How to keep your mind fit during winter | Alberta Blue Cross

As the sun begins to rise later and set earlier and we buckle down to experience our third COVID-19 winter, we can’t forget about our health. More specifically, our brain health. Think of your brain as the command center of your body. It helps your body perform all its functions while also allowing you to think, feel and experience emotions.

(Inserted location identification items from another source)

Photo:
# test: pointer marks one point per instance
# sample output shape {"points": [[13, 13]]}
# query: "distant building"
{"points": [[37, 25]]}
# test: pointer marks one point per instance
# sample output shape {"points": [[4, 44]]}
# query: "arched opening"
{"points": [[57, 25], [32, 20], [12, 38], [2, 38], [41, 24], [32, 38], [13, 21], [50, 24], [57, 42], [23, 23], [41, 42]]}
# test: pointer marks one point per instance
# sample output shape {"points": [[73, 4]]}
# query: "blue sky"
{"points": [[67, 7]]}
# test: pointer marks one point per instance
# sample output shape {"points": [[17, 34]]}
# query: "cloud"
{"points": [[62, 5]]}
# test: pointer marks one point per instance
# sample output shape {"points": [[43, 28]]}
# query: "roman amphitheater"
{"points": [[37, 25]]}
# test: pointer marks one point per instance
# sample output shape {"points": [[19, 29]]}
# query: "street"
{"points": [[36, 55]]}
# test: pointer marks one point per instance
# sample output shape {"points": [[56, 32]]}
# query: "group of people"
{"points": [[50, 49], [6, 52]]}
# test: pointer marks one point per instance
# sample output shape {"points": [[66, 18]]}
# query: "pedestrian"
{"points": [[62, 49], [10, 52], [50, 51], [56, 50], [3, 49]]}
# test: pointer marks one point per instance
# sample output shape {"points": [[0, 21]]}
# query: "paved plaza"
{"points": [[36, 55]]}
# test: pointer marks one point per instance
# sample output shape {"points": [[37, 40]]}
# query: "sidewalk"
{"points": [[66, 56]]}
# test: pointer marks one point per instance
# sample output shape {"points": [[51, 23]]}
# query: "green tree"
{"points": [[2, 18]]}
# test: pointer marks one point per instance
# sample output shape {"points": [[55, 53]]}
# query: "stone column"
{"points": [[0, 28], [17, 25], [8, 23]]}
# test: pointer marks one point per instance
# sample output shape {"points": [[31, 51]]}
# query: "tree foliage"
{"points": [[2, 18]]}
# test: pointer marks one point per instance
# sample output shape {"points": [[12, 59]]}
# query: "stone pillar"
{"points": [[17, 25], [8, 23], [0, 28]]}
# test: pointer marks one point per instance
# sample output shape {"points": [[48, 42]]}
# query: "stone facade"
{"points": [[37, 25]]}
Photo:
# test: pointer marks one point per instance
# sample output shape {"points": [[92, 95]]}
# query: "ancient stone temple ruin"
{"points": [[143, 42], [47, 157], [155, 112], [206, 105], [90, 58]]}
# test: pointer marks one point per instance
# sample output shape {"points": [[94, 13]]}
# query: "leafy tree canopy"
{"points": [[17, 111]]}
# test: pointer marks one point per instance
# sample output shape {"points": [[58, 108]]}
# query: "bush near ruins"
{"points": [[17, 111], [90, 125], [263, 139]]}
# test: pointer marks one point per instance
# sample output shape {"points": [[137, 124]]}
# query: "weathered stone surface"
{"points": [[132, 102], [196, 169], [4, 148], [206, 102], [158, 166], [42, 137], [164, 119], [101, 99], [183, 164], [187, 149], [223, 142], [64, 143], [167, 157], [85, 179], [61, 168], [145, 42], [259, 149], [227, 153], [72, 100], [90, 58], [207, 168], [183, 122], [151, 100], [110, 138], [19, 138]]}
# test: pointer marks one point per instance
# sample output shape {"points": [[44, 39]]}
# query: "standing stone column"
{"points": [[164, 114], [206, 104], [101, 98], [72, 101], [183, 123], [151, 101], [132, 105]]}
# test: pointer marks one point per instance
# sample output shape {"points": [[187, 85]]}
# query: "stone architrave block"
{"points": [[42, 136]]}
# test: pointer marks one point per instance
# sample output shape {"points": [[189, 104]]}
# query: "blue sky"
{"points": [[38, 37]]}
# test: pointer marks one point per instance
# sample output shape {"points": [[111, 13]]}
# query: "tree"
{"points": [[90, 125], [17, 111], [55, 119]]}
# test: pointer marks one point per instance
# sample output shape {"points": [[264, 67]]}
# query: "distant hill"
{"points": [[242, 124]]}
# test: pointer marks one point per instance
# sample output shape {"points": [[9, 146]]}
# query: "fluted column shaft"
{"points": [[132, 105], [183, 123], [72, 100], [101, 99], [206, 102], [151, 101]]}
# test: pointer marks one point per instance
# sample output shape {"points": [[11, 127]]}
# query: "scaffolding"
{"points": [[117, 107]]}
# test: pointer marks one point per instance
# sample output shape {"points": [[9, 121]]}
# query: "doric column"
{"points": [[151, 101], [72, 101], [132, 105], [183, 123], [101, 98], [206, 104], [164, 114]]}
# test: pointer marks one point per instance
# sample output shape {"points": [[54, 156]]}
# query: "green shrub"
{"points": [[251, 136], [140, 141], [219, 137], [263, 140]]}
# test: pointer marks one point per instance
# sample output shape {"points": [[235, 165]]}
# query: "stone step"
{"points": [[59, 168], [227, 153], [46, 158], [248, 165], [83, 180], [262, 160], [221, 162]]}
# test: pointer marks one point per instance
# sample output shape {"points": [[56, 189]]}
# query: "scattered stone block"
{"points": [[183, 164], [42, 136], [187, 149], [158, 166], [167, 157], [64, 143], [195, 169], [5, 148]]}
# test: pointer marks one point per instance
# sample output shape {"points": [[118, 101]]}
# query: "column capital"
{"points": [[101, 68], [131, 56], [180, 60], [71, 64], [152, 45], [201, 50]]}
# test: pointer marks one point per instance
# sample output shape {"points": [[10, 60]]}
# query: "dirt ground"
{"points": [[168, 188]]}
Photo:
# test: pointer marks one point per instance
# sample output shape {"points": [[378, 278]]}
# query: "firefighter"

Training your brain  can help improve your ability to think fast, keep your memory sharp and prevent cognitive decline as you get older, in simple terms, it improves your mental fitness. As Albertans, we know how hard it can be to exercise our minds and keep our noggins in tip-top shape during the winter months. But with these activities, it makes working out our brains a lot easier and a little more fun.

Learn a new skill

Learning a new skill forces multiple areas of your brain to work out. You could learn to cook, pick up a new instrument or even build a ship inside a bottle. All these things and more will challenge your brain and give you something new and fun to figure out.

Make simple changes

We might age, but our minds can stay young with easy and simple changes to our routines. Go to a different grocery store and walk the unfamiliar aisles, use your non-dominant hand to brush your teeth or drive or walk a new route. These can help challenge your brain and shake it awake from its comfortable and automatic routines.

Play games

There are specific brain fitness programs and games that help tease and challenge your brain. Suduko, crosswords and video games can all improve your brain’s speed and memory. These games help you apply logic, word skills, math and more to be able to solve and complete the challenge. Spend 15 minutes doing these fun activities every day to help your brain game improve. 

Meditate

Meditation can be relaxing while giving your brain a workout at the same time. While meditating, you’re calming your mind while at the same time, engaging your brain in a new way to help increase your mental fitness. 

Food for your brain

Did you know that 60 per cent of your brain is made of fat? Yep, it is. Half of that fat contains omega-3 fatty acids. Your brain uses these omega-3s to help build brain and nerve cells as well as assist with learning and memory. When you eat a meal, try to include fish oils from salmon, nuts, seeds and olive oil.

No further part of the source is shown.